How to check if a username is already taken

rpkamp · September 25, 2018, 7:02am

This thread was split from another thread. This post is reply to a post that is still in the other thread

What would you use instead of count? In my mind count is perfect as you would get an absolute 0 or 1, which is very explicit. Also, if the username column is indexed the count would be blazingly fast as it can just use the index instead of the actual table.
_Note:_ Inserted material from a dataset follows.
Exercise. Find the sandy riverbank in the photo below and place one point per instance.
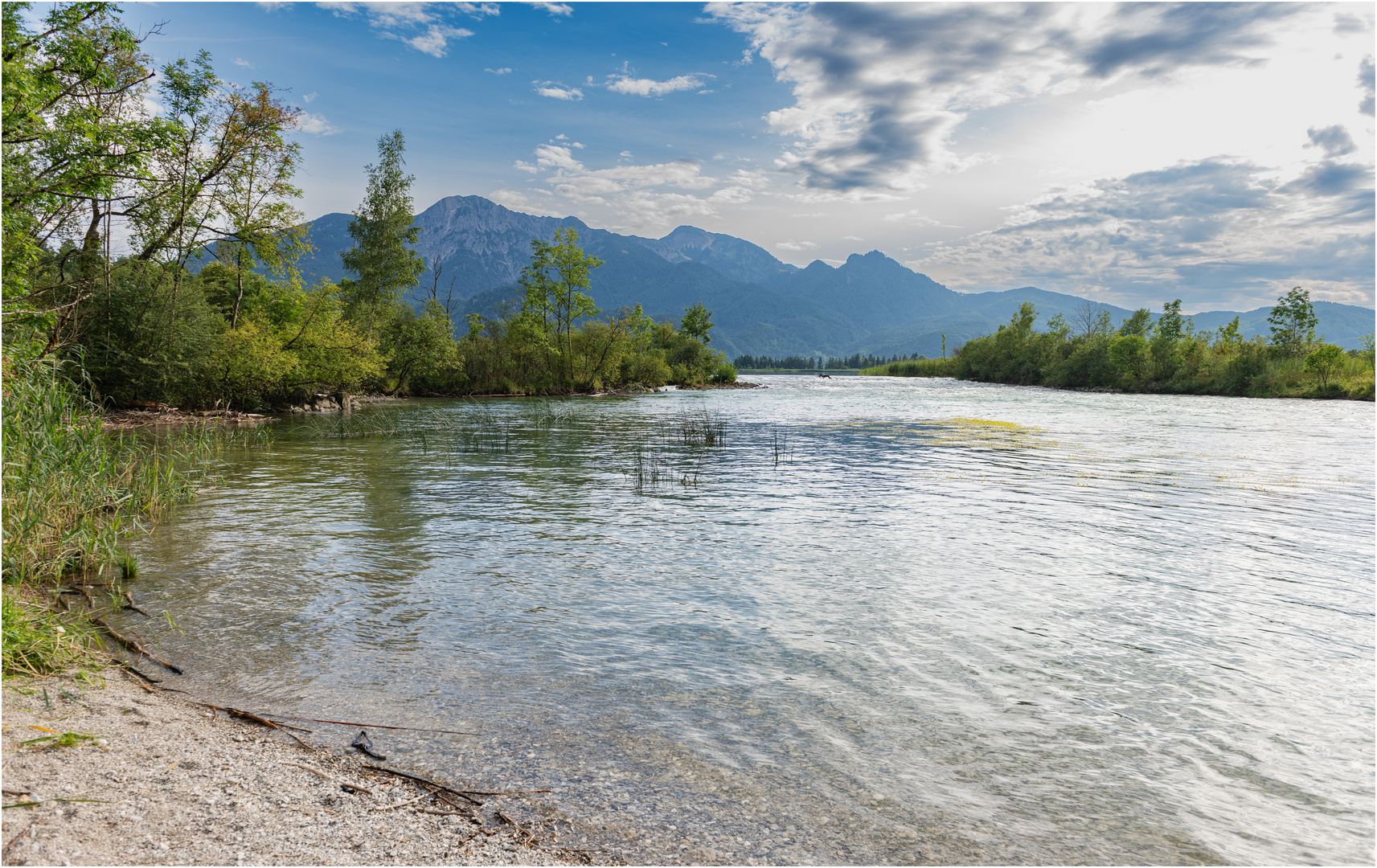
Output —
(160, 781)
spaceshiptrooper · September 25, 2018, 11:28am

Well, I would just use the column name. Doesn’t matter if it’s id or username. It kind of makes no sense to use COUNT if the result returns a 1 or a 0 anyways. Setting a constraint already limits amount of same usernames to 1. If the result returns 1, there really is no need to use COUNT. I typically only use COUNT if the table can contain 2 or more of the same value. Example counting the amount of posts someone has in a blog. Since there is no constraint to this specific problem, we can use COUNT appropriately.

@Rybat
What I mean is to reduce redundancy.

benanamen · September 25, 2018, 4:07pm

That could actually be used as a trick question for a job interview. Since the whole approach of checking for an existing username or email is wrong, you wouldn’t use anything instead of count, let alone use count. As previously explained, you build in a Race Condition by doing so.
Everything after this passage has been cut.